Interpretation of Data:
Emergent themes from the employer questionnaire were consistent with faculty discussions with local leaders in school and district settings.  The skills that local employers highlighted as observed successful dispositions of program graduates in the role of school leaders align with the areas evaluated in Rubrics 2.7, 1.8, and 3.7 and aligned CAPEs from the CTC, especially as they relate to systems thinking applied through the equity audit and planning in CalAPA Leadership Cycle 1, collaborative abilities as developed through facilitating communities of practice in CalAPA Leadership Cycle 2, and developing various soft skills in one-on-one communication through coaching a veteran teacher through an observation-based cycle of instructional improvement in CalAPA Leadership Cycle 3. Furthermore, alignment to all three rubrics in the areas of reflective practice grounded in a growth minded framework was also evident.

Next Steps for 1f
Based on the analysis of the four data point interpretation sections, the following next steps are recommended: 

Next steps 1f
1. Ongoing realignment of the program re-design approved for Fall 2021 start and with a focus on dispositions and behaviors necessary for new leader success as aligned to the CAPEs through coursework, fieldwork and the CalAPA. 2. Intentional opportunities for rubric centered peer to peer feedback embedded into the courses dispositions and behaviors necessary for new leader success as aligned to the CAPEs through coursework and aligned CalAPA.  3. Faculty Learning Community focus on reflection and development of rubric analysis, instructional best practices, and resources/practices/ materials for program completer success as new administrators.

Next Steps Narrative:
In each data point, evidence exists that candidates are able to demonstrate the current level of proficiency of the knowledge and skills required for aspiring administrators. Specifically, the Fresno State PASC program is supporting knowledge, skills, and abilities of aspiring school leaders who ground reflective practice in a growth minded framework. These behaviors and dispositions are outlined in CalAPA expectations by the CAPEs within candidate’s course work and field work experiences as evidenced across data points through the application of systems thinking through the equity audit and planning, collaborative abilities as developed through facilitating communities of practice, and developing various soft skills in one-on-one communication through coaching a veteran teacher through an observation-based cycle of instructional improvement. Thus, candidates demonstrate the appropriate level of proficiency of the knowledge and skills required for aspiring administrators as per the CalAPA Rubrics 2.4, 1.3, and 3.6, also supported by employer observations.

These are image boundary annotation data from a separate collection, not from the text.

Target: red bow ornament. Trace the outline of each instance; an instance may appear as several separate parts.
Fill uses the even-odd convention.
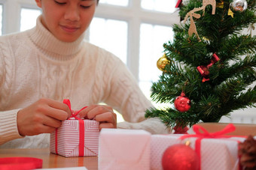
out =
[[[218,55],[216,55],[216,53],[214,53],[212,55],[212,59],[211,59],[211,63],[209,64],[208,64],[207,66],[204,66],[204,65],[201,65],[201,66],[198,66],[197,70],[199,71],[199,73],[200,73],[200,74],[202,75],[203,80],[202,82],[204,82],[206,81],[209,81],[209,74],[210,72],[209,71],[209,69],[216,62],[218,62],[218,61],[220,61],[221,59],[218,57]]]

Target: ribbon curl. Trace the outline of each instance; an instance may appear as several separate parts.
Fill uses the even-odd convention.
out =
[[[203,131],[200,132],[200,130]],[[179,139],[184,139],[187,138],[198,138],[195,142],[195,151],[199,157],[200,162],[200,169],[201,169],[201,140],[203,139],[221,139],[221,138],[231,138],[232,136],[227,136],[225,134],[231,133],[236,130],[235,126],[233,124],[229,124],[227,127],[225,127],[222,130],[215,132],[215,133],[209,133],[206,129],[202,127],[200,125],[194,125],[193,130],[196,133],[196,134],[190,134],[183,136],[179,138]]]
[[[82,111],[83,109],[84,109],[85,108],[87,108],[87,106],[83,107],[82,109],[81,109],[79,111],[73,111],[71,109],[71,103],[70,103],[70,100],[68,99],[64,99],[63,100],[63,103],[66,104],[69,108],[70,112],[72,112],[72,116],[68,119],[70,120],[70,118],[75,118],[75,119],[78,120],[79,121],[79,145],[78,145],[78,157],[83,157],[84,156],[84,121],[83,119],[81,119],[77,117],[78,114]],[[58,138],[57,138],[57,135],[58,135],[58,128],[56,129],[55,130],[55,151],[56,154],[58,154]]]

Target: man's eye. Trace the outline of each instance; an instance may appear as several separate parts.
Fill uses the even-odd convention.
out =
[[[84,5],[81,5],[81,7],[84,9],[87,9],[87,8],[90,7],[90,6],[84,6]]]
[[[60,2],[60,1],[57,1],[56,0],[54,0],[55,3],[58,4],[66,4],[66,2]]]

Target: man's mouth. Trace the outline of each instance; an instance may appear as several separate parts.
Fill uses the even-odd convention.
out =
[[[70,25],[60,25],[60,27],[66,32],[73,33],[79,29],[79,27],[77,26],[70,26]]]

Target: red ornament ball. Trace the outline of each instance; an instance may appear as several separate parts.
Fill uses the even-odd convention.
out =
[[[177,144],[169,147],[163,154],[163,170],[198,170],[199,158],[189,146]]]
[[[190,109],[191,101],[185,96],[185,94],[182,92],[181,94],[174,101],[174,106],[179,112],[184,112]]]

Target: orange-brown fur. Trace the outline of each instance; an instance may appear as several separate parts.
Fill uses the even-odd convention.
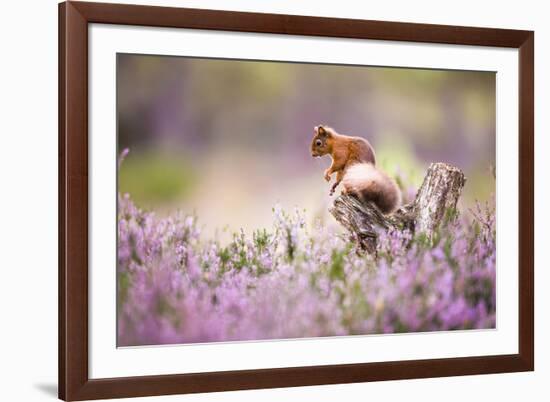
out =
[[[334,194],[349,166],[355,163],[376,164],[374,149],[367,140],[338,134],[332,128],[321,125],[315,127],[315,135],[311,142],[311,156],[323,155],[330,155],[332,158],[332,164],[325,170],[325,180],[330,181],[330,176],[336,173],[336,182],[330,190],[331,195]]]
[[[317,126],[314,130],[311,156],[331,156],[332,164],[325,170],[326,181],[330,181],[331,175],[336,173],[330,195],[344,179],[344,192],[354,193],[363,201],[374,202],[384,213],[395,210],[401,202],[401,192],[389,176],[376,169],[374,149],[367,140],[338,134],[327,126]],[[356,168],[346,175],[352,166]]]

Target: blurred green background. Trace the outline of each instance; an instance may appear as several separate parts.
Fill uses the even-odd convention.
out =
[[[411,187],[431,162],[461,168],[462,207],[495,191],[492,72],[119,54],[117,87],[119,190],[208,235],[269,227],[276,203],[332,222],[318,124],[368,139]]]

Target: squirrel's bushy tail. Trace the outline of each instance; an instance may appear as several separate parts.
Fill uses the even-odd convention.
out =
[[[347,168],[342,184],[344,192],[355,194],[363,202],[374,202],[384,214],[401,205],[401,190],[395,181],[371,163],[357,163]]]

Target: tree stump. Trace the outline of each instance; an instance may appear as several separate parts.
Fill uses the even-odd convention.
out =
[[[373,203],[362,203],[351,194],[338,196],[330,212],[362,250],[375,253],[380,229],[410,230],[431,239],[446,214],[454,214],[465,182],[460,169],[432,163],[415,200],[392,214],[384,215]]]

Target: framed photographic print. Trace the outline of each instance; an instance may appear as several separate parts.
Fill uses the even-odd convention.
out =
[[[60,398],[533,370],[533,41],[60,4]]]

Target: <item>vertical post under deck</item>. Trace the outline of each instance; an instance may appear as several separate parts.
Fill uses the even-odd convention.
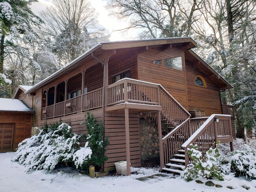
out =
[[[161,111],[158,111],[158,137],[159,137],[159,151],[160,155],[160,168],[163,168],[164,162],[163,161],[163,149],[162,140],[162,127],[161,126]]]
[[[129,109],[124,109],[124,118],[125,119],[125,140],[126,144],[126,159],[127,175],[130,175],[131,173],[130,159],[130,137],[129,128]]]

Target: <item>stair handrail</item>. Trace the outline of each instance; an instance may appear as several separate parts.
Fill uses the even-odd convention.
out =
[[[174,99],[173,97],[173,96],[172,96],[171,94],[170,94],[161,84],[158,84],[158,85],[161,89],[162,89],[162,90],[163,90],[165,92],[165,93],[169,96],[169,97],[171,98],[172,100],[173,100],[177,105],[178,105],[179,107],[181,108],[182,111],[184,111],[188,115],[188,116],[189,116],[189,117],[191,116],[191,114],[190,114],[190,113],[189,113],[184,107],[183,107],[182,105],[180,105],[180,103],[178,102],[177,100]]]
[[[189,159],[187,153],[187,148],[189,148],[191,144],[194,143],[197,140],[198,150],[202,153],[202,156],[204,157],[206,151],[208,151],[210,147],[214,146],[218,139],[218,129],[216,129],[215,124],[213,123],[215,121],[217,122],[218,118],[228,117],[229,118],[229,122],[230,121],[231,116],[229,115],[213,114],[204,122],[200,127],[185,142],[182,146],[182,148],[185,149],[185,166],[187,166],[189,162]],[[229,134],[232,139],[231,123],[227,124],[228,127]],[[208,143],[207,143],[208,141]],[[231,142],[230,140],[230,141]],[[200,146],[199,145],[200,145]]]
[[[178,151],[182,149],[182,145],[189,138],[190,119],[187,118],[162,138],[160,150],[163,153],[160,161],[163,162],[162,165],[168,163],[171,159],[174,158]]]

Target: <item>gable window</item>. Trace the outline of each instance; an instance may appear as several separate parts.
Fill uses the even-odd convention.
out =
[[[181,57],[169,58],[165,59],[165,66],[180,71],[183,70],[182,59]]]
[[[206,83],[204,78],[200,76],[197,76],[195,79],[195,85],[198,86],[206,87]]]
[[[162,60],[159,59],[159,60],[155,60],[155,61],[151,61],[151,63],[154,64],[159,65],[162,65]]]
[[[120,73],[119,74],[113,76],[113,83],[124,78],[131,78],[131,70],[129,69],[127,71]]]

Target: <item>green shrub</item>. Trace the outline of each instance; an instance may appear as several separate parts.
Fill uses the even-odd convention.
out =
[[[193,164],[189,164],[184,170],[181,177],[187,181],[192,181],[194,178],[200,176],[207,179],[216,178],[221,181],[224,180],[224,175],[219,170],[217,158],[220,155],[219,153],[218,145],[219,141],[217,141],[216,148],[206,152],[204,161],[203,162],[201,152],[198,151],[197,145],[191,145],[190,148],[188,148],[188,153],[193,161]],[[210,154],[213,154],[213,155]]]

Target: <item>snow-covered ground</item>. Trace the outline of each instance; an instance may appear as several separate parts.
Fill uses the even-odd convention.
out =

To support our cycle of continuous improvement for Standard 1e, the program will focus on three key areas as noted in the Table above. 

To aid in our ability to gather data from all stakeholders, we plan move into consistent and ongoing implementation of our Employer Questionnaire, allowing for deeper analysis across more years. Our goal is also to include other constructs (such as feedback on areas for improvement) that can be considered to continuously shape our program to ensure employers needs are met when hiring our PASC program graduates.  It is our desire that all graduates exhibit dispositions that are characteristic of successful school leaders in the field.

Furthermore, our PASC program is coordinating with the Fresno County Office of Education’s Administrative Services CLEAR credential program in order to collect additional employer data from partnership districts.  This opportunity will be important for making employer data more robust to inform a more powerful continuous cycle of program improvement to develop the best aspiring leaders for our local district partnership and, in turn, students in the Central and South Valley.